The US Justice Department has announced that the FBI has disrupted the Cyclops Blink botnet, which they say was under the control of the Sandworm group – a threat actor that has been previously attributed to the Main Intelligence Directorate of the General Staff of the Armed Forces of the Russian Federation (the GRU).
“The operation copied and removed malware from vulnerable internet-connected firewall devices that Sandworm used for command and control (C2) of the underlying botnet. Although the operation did not involve access to the Sandworm malware on the thousands of underlying victim devices worldwide, referred to as ‘bots,’ the disabling of the C2 mechanism severed those bots from the Sandworm C2 devices’ control,” the US DOJ stated.
What happened and what should affected device owners do?
Details about Cyclops Blink were shared in late Fabruary by the US Cybersecurity and Infrastructure Security Agency (CISA) and the UK National Cyber Security Centre (NCSC).
The malware targeted networking devices (firewalls and routers) by WatchGuard and ASUS.
“These network devices are often located on the perimeter of a victim’s computer network, thereby providing Sandworm with the potential ability to conduct malicious activities against all computers within those networks,” the DOJ stated. But, according to Attorney General Merrick B. Garland, they were able to disable the GRU’s control over those devices before the botnet could be weaponized.
The two agencies consider the malware to be a replacement for the VPNFilter malware, previously used by the Sandworm group to rope various network devices into a botnet.
Unfortunately, the Cyclops Blink malware can’t be flushed from infected devices by simply rebooting the device, so owners of WatchGuard and ASUS devices are advised to check whether they have been compromised and, if they have, to perform a set of actions to clean up the device and prevent a Cyclops Blink infection at a later date.
WatchGuard’s guidance on what to do can be found here, and ASUS’s here.
The FBI accessed the domestic C2 devices to copy and remove the malware, but provided notice to the owners of their action (as required by the court). They have also closed the external management ports that Sandworm was using to access those C2 devices – “a change that the owner of an affected device can reverse through a device restart.”
“The operation announced today leveraged direct communications with the Sandworm malware on the identified C2 devices and, other than collecting the underlying C2 devices’ serial numbers through an automated script and copying the C2 malware, it did not search for or collect other information from the relevant victim networks. Further, the operation did not involve any FBI communications with bot devices,” the DOJ stated.

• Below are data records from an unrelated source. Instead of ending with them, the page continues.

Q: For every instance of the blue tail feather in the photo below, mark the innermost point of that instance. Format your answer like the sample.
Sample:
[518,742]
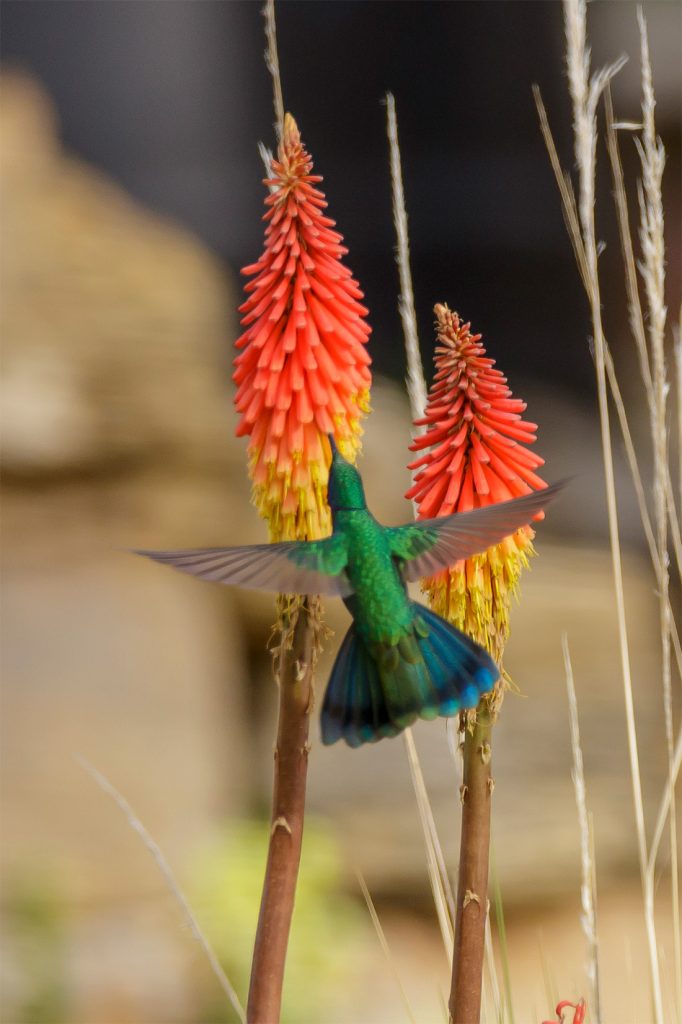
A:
[364,702]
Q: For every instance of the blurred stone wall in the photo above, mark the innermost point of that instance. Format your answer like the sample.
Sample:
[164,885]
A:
[118,432]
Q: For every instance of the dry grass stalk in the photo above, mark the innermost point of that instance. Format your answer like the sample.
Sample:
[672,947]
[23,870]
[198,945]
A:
[585,91]
[439,881]
[415,377]
[170,881]
[384,945]
[440,887]
[475,823]
[588,894]
[272,64]
[652,159]
[299,631]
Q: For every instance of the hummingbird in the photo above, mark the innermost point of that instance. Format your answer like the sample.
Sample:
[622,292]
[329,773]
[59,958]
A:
[398,660]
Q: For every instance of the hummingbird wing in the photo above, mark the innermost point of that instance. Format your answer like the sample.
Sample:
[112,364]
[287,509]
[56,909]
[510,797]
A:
[291,567]
[429,546]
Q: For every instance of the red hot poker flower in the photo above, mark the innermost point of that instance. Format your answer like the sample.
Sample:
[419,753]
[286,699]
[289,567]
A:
[303,370]
[474,454]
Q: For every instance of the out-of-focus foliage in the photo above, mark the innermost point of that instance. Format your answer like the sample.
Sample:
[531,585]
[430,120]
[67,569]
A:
[34,920]
[328,929]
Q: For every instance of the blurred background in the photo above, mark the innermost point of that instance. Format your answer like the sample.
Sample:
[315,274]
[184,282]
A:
[131,196]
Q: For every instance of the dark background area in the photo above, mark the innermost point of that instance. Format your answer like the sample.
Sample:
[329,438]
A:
[171,98]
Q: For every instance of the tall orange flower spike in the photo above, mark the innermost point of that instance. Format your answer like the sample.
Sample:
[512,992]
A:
[474,454]
[303,369]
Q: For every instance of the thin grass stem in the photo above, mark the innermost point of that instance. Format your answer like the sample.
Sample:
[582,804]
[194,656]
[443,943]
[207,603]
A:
[415,377]
[170,881]
[589,919]
[585,93]
[440,888]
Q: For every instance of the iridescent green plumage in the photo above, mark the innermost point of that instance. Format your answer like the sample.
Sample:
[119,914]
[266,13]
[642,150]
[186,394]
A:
[399,660]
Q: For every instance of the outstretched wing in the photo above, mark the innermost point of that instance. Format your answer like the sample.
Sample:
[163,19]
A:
[431,545]
[295,567]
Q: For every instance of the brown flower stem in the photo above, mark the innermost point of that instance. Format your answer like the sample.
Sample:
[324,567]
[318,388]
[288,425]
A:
[472,883]
[298,619]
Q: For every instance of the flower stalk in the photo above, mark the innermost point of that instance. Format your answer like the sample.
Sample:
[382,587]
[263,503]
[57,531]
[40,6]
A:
[302,373]
[298,627]
[472,901]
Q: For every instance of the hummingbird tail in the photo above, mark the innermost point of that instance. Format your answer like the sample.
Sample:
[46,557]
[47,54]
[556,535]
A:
[435,671]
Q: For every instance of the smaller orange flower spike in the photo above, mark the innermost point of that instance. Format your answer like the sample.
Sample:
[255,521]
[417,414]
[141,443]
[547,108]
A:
[476,456]
[303,370]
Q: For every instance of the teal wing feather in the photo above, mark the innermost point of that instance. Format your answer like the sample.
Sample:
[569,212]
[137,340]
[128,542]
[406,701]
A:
[292,567]
[429,546]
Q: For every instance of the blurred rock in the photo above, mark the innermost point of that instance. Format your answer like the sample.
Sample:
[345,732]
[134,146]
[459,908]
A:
[118,432]
[114,321]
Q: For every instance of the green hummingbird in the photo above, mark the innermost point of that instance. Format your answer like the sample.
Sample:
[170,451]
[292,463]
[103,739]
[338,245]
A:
[398,660]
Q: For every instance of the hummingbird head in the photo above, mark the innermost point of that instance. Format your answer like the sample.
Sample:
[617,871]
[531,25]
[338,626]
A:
[345,485]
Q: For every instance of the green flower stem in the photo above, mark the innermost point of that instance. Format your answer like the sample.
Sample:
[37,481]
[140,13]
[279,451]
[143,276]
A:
[298,619]
[472,883]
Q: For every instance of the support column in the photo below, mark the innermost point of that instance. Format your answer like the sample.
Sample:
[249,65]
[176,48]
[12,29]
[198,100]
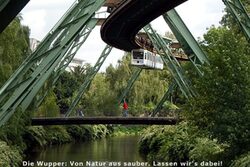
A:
[90,76]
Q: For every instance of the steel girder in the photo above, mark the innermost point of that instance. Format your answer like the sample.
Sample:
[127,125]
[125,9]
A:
[8,11]
[136,73]
[166,96]
[75,46]
[186,39]
[90,76]
[24,84]
[240,14]
[170,61]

“Since prior to the Feb. 23 advisory, the FBI has been attempting to provide notice to owners of infected WatchGuard devices in the United States and, through foreign law enforcement partners, abroad. For those domestic victims whose contact information was not publicly available, the FBI has contacted providers (such as a victim’s internet service provider) and has asked those providers to provide notice to the victims.”